Our mid-winter festivities always feel like light in the darkness to me.  Twinkling fairy lights, candles, cosy homes surrounded by snow, gifts to those less fortunate.  Obviously, these are idealised images, but it seems to me that at the centre of it all is hope.  Hope is trusting in something that is not fully seen at that time, but which we feel certain will come, like the rising of the sun each morning or the coming of spring.  But, in the cold darkness, what is it that is giving us hope?  Sure, the orbit of the earth around the sun and the knowledge that warmer weather will come is pretty important, but there are other things too.  I was reflecting recently how many people see this time of year as a time to give money to charity or take part in activities to help those less fortunate that themselves.  Is Christmas, or another mid-winter celebration, about the hope of the goodness of humanity for many people?  We look to and participate in those small random acts of kindness, amongst all the greed, indifferent and hurt, to give us that hope that human beings are good at the core.

It's possible to feel this in our churches too, particularly as we feel that warm glow of self-righteousness as we fill up a shoebox of gifts for an unknown child.  And that is why the part of the gospel message that starts with our passage today is so important.   Our passage gives us no hope for humankind - it paints a bleak picture of a world that is the result of our sin.  The ancestors of all sparse larders and broken relationships, of which the pain is often felt especially keenly at Christmas, are all there in Eden. Ephesians 2 describes us as 'dead in [our] transgressions and sin' (v1) and 'by nature deserving of wrath' (v3).  We are not just weakened or not-quite-perfect, but cut off from the author of life himself.  There is no hope for humanity to save itself.

And yet, even in the dark winter of Genesis 3, we see a flickering candle of hope.   

And I will put enmity
between you and the woman,
and between your offspring and hers;
he will crush your head,
and you will strike his heel.

Evil would not go unchecked and unpunished - a rescuer is promised to crush its head, although he himself will be stricken.  We, with the benefit of thousands of years of history unfolding, know the identity of this rescuer who will bring hope to the world as the baby lying in the manger that we remember at Christmas.

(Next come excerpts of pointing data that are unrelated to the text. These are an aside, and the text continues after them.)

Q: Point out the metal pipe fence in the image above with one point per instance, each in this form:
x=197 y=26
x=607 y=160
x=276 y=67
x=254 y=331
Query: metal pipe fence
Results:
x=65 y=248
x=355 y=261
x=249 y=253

The celebration of Christmas in mid-winter has mixed origins, but it is not because Jesus was actually born at this time.  And yet, despite its origins, it is fitting that we celebrate the birth of Christ during what is otherwise a bleak and dark time.  Christ himself came into poverty, shame and obscurity - a quite literally tiny sign of hope.  He did not come to stay a baby, but to die for our sins and defeat death.   When we search around in the darkness for hope, it is not to the goodness of humanity we should look, but to the baby in the manger - to Jesus Christ, our rescuer, redeemer, king and Lord.  And when we see hope in the words and actions of others, we would do well to remember that these things are but a reflection or outworking of our Lord.  He is the hope of Christmas.